HTTP URL Address Encoding in Java

Question

My Java standalone application gets a URL (which points to a file) from the user and I need to hit it and download it. The problem I am facing is that I am not able to encod

Answer 1

I read the previous answers to write my own method because I could not have something properly working using the solution of the previous answers, it looks good for me but if you can find URL that does not work with this, please let me know.
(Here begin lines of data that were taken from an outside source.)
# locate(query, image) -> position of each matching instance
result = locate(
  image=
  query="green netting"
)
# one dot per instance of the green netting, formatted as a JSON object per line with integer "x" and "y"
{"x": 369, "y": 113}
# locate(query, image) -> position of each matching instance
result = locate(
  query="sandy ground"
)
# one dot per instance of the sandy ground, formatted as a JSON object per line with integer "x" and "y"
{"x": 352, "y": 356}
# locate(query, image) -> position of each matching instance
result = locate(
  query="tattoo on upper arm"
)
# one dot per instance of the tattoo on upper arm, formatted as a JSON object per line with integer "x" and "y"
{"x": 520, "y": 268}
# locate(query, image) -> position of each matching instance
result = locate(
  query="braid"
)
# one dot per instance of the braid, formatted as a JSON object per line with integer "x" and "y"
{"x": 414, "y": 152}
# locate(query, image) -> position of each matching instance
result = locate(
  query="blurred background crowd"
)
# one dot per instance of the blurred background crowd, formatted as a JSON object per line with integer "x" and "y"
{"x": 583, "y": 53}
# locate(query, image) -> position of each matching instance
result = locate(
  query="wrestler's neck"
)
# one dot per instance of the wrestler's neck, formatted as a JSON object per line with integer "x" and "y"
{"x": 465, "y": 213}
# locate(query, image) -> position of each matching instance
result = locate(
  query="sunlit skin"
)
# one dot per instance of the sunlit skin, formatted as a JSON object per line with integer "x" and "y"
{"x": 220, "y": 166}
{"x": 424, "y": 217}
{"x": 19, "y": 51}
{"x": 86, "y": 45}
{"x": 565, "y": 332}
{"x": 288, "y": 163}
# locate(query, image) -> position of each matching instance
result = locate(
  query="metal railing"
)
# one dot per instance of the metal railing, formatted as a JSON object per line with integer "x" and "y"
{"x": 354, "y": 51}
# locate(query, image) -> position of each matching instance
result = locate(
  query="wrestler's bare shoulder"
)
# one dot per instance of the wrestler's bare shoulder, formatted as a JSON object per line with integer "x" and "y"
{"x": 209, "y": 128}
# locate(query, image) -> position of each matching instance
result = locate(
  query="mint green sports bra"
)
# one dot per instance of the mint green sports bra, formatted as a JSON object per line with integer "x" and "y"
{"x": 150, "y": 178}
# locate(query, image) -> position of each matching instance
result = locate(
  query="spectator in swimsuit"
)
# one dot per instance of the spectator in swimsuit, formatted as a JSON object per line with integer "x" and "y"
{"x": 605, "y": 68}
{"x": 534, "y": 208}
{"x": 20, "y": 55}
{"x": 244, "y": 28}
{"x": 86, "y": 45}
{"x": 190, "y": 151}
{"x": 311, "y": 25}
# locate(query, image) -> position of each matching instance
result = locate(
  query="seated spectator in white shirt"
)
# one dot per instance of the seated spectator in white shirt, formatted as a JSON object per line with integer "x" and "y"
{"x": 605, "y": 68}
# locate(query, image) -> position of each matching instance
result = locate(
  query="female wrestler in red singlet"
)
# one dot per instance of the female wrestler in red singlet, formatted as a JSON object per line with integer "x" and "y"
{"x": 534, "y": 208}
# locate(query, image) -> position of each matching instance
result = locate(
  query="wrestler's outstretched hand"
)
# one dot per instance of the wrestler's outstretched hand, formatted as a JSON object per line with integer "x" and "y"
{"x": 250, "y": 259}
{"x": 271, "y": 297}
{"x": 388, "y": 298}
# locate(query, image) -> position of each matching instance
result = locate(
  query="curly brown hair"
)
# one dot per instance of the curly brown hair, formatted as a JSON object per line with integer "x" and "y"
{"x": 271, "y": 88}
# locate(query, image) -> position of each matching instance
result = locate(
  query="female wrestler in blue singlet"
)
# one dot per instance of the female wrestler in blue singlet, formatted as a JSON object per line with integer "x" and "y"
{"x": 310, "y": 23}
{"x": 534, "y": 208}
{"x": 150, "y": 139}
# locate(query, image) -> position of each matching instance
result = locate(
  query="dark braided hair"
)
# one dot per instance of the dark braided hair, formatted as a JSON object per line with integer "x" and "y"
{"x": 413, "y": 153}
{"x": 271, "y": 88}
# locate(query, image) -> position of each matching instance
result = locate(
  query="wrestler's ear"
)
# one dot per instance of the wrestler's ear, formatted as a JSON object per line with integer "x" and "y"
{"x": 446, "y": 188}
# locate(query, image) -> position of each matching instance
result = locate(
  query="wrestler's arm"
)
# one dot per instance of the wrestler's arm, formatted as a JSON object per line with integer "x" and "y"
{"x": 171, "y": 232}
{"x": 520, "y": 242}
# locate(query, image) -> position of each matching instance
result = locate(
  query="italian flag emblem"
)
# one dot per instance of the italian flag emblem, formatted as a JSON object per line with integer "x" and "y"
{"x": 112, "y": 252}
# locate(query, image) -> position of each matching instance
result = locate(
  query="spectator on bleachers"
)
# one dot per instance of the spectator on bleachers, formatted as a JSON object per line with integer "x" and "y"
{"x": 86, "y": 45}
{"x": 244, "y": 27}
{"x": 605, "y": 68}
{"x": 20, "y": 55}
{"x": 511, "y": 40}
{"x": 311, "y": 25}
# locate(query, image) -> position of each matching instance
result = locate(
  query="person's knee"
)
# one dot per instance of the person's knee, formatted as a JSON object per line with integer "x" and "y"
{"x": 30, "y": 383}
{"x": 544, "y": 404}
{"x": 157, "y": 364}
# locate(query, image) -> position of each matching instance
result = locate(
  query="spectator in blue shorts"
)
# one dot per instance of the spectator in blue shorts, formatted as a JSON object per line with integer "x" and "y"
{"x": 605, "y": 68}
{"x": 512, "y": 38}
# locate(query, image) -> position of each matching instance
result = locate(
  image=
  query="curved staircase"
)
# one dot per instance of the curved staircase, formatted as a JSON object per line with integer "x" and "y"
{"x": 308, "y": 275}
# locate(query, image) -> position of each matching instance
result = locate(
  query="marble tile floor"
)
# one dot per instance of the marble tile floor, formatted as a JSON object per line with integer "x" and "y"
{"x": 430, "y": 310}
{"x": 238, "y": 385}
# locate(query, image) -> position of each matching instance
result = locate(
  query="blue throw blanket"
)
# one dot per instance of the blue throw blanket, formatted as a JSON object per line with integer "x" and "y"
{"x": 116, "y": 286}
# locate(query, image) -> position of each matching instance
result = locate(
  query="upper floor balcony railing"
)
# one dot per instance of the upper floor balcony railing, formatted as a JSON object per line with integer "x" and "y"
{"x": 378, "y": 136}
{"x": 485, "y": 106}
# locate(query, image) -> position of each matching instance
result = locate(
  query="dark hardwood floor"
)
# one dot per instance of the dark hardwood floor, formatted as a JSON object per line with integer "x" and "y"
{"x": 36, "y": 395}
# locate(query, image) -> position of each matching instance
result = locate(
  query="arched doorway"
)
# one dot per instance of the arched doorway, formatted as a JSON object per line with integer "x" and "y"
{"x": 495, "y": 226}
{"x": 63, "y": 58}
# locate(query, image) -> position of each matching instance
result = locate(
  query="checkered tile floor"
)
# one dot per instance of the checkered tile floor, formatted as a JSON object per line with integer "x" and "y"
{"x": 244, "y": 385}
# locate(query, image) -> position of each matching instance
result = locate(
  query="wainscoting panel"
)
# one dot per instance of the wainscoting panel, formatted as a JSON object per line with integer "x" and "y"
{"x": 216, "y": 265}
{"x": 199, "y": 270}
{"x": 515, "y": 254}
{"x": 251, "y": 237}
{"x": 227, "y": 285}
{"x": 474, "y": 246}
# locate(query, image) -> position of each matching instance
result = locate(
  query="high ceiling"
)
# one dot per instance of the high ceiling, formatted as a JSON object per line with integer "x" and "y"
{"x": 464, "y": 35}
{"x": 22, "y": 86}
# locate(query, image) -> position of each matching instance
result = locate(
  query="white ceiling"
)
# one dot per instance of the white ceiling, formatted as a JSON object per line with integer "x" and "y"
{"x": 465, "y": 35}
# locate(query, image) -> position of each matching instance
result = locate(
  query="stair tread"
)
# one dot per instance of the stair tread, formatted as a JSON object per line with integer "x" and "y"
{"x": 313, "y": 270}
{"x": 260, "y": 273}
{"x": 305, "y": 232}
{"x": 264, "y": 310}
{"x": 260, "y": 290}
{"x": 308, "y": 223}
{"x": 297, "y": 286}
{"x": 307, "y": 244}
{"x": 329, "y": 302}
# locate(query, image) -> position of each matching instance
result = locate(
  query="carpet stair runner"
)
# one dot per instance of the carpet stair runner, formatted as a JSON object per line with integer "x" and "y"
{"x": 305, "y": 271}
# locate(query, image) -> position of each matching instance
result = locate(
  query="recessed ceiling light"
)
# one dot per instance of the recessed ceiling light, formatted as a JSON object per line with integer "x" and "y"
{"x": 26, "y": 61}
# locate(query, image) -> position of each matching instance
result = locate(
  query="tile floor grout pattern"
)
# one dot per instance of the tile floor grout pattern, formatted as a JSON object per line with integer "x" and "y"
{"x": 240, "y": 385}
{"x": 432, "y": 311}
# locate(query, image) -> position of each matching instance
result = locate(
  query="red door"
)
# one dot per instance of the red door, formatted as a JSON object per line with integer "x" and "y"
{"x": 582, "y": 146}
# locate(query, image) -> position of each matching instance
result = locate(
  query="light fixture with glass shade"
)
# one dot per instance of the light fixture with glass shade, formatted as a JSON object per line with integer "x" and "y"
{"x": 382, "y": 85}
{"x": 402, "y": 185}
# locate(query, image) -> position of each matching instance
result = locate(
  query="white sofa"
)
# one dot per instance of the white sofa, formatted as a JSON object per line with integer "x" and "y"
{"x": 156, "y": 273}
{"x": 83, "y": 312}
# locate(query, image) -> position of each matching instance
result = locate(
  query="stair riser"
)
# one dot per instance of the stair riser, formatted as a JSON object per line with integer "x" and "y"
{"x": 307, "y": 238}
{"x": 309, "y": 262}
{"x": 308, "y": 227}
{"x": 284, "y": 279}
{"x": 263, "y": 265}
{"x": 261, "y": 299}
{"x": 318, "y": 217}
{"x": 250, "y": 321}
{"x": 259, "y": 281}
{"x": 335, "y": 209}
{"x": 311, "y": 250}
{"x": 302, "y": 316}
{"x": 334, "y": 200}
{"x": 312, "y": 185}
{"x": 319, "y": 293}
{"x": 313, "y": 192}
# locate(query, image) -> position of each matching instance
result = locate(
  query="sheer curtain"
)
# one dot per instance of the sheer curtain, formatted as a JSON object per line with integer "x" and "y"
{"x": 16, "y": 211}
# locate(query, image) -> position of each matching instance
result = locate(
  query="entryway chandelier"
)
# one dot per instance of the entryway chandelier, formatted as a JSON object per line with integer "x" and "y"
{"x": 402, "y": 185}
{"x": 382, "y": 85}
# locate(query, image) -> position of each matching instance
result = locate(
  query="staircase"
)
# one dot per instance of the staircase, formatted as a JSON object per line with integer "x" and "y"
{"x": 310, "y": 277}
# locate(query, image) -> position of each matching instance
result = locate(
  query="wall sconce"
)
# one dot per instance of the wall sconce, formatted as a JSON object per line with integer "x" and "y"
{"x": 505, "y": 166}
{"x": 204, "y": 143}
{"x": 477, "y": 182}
public static URL convertToURLEscapingIllegalCharacters(String toEscape) throws MalformedURLException, URISyntaxException {
            URL url = new URL(toEscape);
            URI uri = new URI(url.getProtocol(), url.getUserInfo(), url.getHost(), url.getPort(), url.getPath(), url.getQuery(), url.getRef());
            //if a % is included in the toEscape string, it will be re-encoded to %25 and we don't want re-encoding, just encoding
            return new URL(uri.toString().replace("%25", "%"));
}

Answer 2

I took the content above and changed it around a bit. I like positive logic first, and I thought a HashSet might give better performance than some other options, like searching through a String. Although, I'm not sure if the autoboxing penalty is worth it, but if the compiler optimizes for ASCII chars, then the cost of boxing will be low.

/***
 * Replaces any character not specifically unreserved to an equivalent 
 * percent sequence.
 * @param s
 * @return
 */
public static String encodeURIcomponent(String s)
{
    StringBuilder o = new StringBuilder();
    for (char ch : s.toCharArray()) {
        if (isSafe(ch)) {
            o.append(ch);
        }
        else {
            o.append('%');
            o.append(toHex(ch / 16));
            o.append(toHex(ch % 16));
        }
    }
    return o.toString();
}

private static char toHex(int ch)
{
    return (char)(ch < 10 ? '0' + ch : 'A' + ch - 10);
}

// https://tools.ietf.org/html/rfc3986#section-2.3
public static final HashSet<Character> UnreservedChars = new HashSet<Character>(Arrays.asList(
        'A','B','C','D','E','F','G','H','I','J','K','L','M','N','O','P','Q','R','S','T','U','V','W','X','Y','Z',
        'a','b','c','d','e','f','g','h','i','j','k','l','m','n','o','p','q','r','s','t','u','v','w','x','y','z',
        '0','1','2','3','4','5','6','7','8','9',
        '-','_','.','~'));
public static boolean isSafe(char ch)
{
    return UnreservedChars.contains(ch);
}

Answer 3

a solution i developed and much more stable than any other:

public class URLParamEncoder {

    public static String encode(String input) {
        StringBuilder resultStr = new StringBuilder();
        for (char ch : input.toCharArray()) {
            if (isUnsafe(ch)) {
                resultStr.append('%');
                resultStr.append(toHex(ch / 16));
                resultStr.append(toHex(ch % 16));
            } else {
                resultStr.append(ch);
            }
        }
        return resultStr.toString();
    }

    private static char toHex(int ch) {
        return (char) (ch < 10 ? '0' + ch : 'A' + ch - 10);
    }

    private static boolean isUnsafe(char ch) {
        if (ch > 128 || ch < 0)
            return true;
        return " %$&+,/:;=?@<>#%".indexOf(ch) >= 0;
    }

}

Answer 4

How about:

public String UrlEncode(String in_) {

String retVal = "";

try {
    retVal = URLEncoder.encode(in_, "UTF8");
} catch (UnsupportedEncodingException ex) {
    Log.get().exception(Log.Level.Error, "urlEncode ", ex);
}

return retVal;

}

Answer 5

This is more of a note than an answer. For the above, commons http client URIUtil is still the most convenient and straightforward method to encode different parts of an URI. Unfortunately it is deprecated, the reason cannot be immediately ascertained. Though URIUtil may not cover all the corner cases, it is still the most uncomplicated approach.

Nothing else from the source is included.